About four in five claims are approved.
- If you get
benefits from the Canada Pension Plan Disability
Pension, your LTD benefits will be reduced by 92.5%
of this amount.
- If you get benefits from the CPR Disability
Pension, your LTD benefits will be reduced by the
amount of those payments.
- Benefits continue until
you are able to return to work, or until you reach
65 years of age.
- If you are not totally disabled but
cannot return to work at your own craft according
to the terms of the Railway Safety Act, the Plan
will still cover you for up to a year.
8
- How the application process works
Applying for LTD and other benefits is stressful,
especially for someone who is coping with a recent
disability. Fortunately, because the TCRC LTD Plan
is member-owned, we can make the process easier.
- The
first way we do this is by automatically sending
you the application forms for LTD and disability
pension benefits. The Plan receives information about
members collecting short term disability benefits
and sends these applications out about 10 weeks before
your short term benefits expire. At least, while
you’re worrying about many other things, you
won’t have to hunt for the proper forms.
- You
will need your medical records for the insurance
company, which will probably want to consult with
your personal physician. The insurance company will
provide a form for your signature which authorizes
your doctor to release these records to them.
- The
TCRC LTD Plan’s administrator will
follow your claim through the approval process. If
there are unforseen snags, the administrator can
sometimes smooth them out without your involvement.
- Once your benefits are approved, the insurance
company will likely monitor your condition and may
require that you participate in vocational rehabilitation.

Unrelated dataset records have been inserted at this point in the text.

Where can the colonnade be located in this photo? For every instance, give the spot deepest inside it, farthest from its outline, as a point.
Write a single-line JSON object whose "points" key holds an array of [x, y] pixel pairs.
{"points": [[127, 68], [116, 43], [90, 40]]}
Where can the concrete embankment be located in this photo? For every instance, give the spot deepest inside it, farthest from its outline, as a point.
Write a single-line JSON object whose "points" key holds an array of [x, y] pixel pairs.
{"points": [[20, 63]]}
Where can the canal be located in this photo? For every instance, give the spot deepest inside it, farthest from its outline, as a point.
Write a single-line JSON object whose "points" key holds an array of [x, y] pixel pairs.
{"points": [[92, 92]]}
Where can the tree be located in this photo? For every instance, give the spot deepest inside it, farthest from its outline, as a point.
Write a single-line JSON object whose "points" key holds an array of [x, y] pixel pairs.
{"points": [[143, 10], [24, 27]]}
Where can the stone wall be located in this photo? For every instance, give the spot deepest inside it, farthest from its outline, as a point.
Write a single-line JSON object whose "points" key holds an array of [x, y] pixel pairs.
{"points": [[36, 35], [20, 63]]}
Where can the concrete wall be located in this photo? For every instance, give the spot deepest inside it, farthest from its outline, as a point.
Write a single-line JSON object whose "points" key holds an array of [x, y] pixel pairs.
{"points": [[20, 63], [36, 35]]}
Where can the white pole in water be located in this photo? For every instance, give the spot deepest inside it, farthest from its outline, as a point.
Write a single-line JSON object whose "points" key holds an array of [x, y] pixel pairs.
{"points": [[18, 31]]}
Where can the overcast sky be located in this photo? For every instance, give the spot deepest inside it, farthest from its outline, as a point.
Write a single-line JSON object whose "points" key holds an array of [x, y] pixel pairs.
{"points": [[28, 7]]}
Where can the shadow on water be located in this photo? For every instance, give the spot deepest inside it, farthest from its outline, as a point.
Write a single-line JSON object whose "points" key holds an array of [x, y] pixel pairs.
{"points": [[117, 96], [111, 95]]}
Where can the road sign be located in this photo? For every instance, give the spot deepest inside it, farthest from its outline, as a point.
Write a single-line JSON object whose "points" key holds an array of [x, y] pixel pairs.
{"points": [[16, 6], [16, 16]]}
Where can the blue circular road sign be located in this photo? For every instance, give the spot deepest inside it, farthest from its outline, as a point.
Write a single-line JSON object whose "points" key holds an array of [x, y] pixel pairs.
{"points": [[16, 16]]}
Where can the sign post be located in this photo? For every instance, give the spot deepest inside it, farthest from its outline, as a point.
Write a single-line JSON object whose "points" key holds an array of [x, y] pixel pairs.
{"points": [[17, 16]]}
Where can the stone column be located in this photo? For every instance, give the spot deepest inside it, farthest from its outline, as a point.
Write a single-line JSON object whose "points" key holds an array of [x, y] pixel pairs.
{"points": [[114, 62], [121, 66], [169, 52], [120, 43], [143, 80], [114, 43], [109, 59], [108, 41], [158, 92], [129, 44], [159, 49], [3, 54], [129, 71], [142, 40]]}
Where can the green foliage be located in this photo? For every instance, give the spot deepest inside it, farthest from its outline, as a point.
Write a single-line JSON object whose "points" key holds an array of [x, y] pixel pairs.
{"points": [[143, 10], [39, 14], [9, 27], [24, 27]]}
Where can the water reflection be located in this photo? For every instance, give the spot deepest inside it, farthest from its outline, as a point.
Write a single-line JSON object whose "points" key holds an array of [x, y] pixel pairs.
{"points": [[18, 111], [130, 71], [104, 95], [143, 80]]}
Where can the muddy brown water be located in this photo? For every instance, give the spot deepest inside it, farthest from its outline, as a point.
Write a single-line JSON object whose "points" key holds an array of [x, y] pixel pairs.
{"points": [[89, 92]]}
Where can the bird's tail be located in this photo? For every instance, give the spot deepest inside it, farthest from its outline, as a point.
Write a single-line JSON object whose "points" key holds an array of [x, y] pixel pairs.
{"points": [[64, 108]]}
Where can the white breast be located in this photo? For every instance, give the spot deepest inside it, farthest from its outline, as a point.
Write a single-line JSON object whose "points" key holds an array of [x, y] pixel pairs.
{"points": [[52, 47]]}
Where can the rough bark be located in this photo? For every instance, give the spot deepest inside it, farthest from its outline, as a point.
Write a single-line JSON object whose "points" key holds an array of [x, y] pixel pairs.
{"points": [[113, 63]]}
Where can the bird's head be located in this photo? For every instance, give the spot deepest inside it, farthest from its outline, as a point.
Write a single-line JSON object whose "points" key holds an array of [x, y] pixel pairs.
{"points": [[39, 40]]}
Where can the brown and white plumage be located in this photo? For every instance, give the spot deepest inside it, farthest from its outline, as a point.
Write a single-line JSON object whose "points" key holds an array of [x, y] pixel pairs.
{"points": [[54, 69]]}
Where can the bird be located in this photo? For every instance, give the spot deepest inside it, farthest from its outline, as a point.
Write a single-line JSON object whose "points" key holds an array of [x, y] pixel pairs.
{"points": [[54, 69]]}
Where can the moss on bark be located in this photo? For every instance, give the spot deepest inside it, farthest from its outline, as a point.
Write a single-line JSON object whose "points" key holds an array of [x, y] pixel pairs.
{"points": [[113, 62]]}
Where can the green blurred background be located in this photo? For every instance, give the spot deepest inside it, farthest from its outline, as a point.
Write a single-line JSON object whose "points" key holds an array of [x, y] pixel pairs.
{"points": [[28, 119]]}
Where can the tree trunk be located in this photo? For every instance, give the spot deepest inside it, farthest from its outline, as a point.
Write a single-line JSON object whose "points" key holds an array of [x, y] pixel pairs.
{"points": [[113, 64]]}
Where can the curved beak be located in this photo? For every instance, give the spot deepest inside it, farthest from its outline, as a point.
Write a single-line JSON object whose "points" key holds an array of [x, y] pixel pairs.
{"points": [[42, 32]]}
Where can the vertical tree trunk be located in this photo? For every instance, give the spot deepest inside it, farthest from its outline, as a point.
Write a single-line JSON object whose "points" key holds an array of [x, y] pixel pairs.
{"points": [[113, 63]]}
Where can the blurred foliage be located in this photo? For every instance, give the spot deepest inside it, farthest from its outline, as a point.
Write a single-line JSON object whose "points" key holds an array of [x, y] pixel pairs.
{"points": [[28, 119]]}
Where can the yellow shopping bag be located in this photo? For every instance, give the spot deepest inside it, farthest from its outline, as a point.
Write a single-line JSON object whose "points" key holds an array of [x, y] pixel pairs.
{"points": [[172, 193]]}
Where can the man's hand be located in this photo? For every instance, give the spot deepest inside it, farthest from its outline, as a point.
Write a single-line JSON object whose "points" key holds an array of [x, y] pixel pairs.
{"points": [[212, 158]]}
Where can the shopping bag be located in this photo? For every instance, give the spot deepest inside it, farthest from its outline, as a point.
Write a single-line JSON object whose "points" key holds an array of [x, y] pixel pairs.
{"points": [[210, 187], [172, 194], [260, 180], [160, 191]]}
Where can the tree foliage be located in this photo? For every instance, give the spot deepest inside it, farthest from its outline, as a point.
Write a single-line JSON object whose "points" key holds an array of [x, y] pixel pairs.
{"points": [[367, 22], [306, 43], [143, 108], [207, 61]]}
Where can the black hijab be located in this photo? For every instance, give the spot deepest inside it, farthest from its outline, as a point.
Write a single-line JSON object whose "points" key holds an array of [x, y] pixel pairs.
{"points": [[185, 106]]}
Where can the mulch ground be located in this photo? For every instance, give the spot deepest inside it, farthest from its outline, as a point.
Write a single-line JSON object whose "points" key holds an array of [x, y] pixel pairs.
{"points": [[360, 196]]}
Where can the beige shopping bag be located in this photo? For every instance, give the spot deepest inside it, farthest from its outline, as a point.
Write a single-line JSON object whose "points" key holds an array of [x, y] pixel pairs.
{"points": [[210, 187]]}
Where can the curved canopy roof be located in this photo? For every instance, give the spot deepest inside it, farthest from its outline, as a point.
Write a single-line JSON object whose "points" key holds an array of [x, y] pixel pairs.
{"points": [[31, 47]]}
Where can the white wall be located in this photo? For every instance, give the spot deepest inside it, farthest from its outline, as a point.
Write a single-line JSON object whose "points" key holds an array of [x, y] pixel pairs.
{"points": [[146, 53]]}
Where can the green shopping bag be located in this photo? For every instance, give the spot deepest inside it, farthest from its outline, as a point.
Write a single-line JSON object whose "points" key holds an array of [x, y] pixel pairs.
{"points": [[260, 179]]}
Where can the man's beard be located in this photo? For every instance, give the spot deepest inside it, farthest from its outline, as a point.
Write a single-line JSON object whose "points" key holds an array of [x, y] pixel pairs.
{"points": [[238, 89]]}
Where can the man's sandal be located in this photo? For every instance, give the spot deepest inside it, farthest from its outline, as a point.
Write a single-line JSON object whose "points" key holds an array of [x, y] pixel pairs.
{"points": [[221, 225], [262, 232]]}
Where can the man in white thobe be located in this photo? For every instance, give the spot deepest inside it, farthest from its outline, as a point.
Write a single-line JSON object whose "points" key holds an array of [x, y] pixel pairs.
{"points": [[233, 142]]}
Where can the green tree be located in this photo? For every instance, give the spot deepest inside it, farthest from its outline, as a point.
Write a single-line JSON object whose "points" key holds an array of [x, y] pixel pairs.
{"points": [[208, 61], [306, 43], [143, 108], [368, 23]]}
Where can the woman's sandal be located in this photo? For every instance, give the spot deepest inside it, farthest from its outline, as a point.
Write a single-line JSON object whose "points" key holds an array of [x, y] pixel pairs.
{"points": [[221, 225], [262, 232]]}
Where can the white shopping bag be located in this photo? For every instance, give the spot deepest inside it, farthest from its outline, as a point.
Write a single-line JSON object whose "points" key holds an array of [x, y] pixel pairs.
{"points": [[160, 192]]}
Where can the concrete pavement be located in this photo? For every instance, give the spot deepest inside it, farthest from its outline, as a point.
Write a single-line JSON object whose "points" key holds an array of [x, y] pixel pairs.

This happens in roughly one out of seven cases. Again,
the TCRC LTD Plan administrator is there to help
you negotiate through the insurance company’s
bureaucracy, reducing your stress level and ensuring
the best results for you.
It is only because the TCRC LTD Plan is union-owned
that you get this help. Ordinary LTD policies leave
you on your own to deal with the insurance company.
Insurance companies are not charities and they tend
to take a hard look at disability claims. Our Plan
administrator is experienced and knowledgeable in
dealing with them; they get results.
- Unlike commercially-available
LTD policies, you can appeal through the Board of
Trustees if the insurance company rejects your claim.
Because the TCRC LTD Plan is union owned, it is governed
by a Board of Trustees guided by elected union officials
who are members of the bargaining unit. The Trustees
can direct the insurance company to review your claim
if they determine it is valid despite the insurance
company’s judgement.
This is not a guarantee that your claim will be accepted
if the insurance company initially rejects it. But
it is a promise that the insurance company’s
word is not always the final decision.